Like black widows, the female S. grossa is 6-10.5 mm in length and dark colored with a round, bulbous abdomen. Typical coloration ranges from purplish brown to black, with light-colored markings. Unlike black widows, redbacks, and other Latrodectus species, S. grossa does not have a bright red hourglass pattern or any other bright, distinctive markings. Like many spiders, the male is sometimes smaller but can many times be nearly as long as the females. It measures 4.1-10.0 mm in length and is thinner than the female. The two sexes are colored similarly; however, the sexually mature male almost always has lighter, more reddish-coloured legs than the female.
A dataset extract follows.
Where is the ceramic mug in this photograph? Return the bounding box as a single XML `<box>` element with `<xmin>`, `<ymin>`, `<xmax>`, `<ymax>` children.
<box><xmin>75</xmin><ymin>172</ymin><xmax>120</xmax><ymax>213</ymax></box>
S. grossa spiders may shed up to six times (instars) before reaching maturity. According to Charles Hogue (Insects of the Los Angeles Basin, 1993), it reportedly preys on black widows. They can go several months without feeding, provided they have access to water. A well-fed female can lay three or more egg sacs each year. Each egg sac typically contains between 40-100 eggs. The mother can often be observed watching her eggs for hours, even days, at a time once the eggs start changing color and grow close to hatching. At normal household temp/humidity, an egg will usually hatch within a month of being laid. The spiderlings are independent from time of hatch.

Female S. grossa spiders can live up to six years; the typical lifespan for the male is 1-1.5 years. Males often die shortly after mating.

==In popular culture==
Steatoda grossa was selected by director Sam Raimi to represent the radioactive spider whose bite transforms Peter Parker in the 2002 movie Spider-Man. The spider used for filming was painted with red and blue makeup.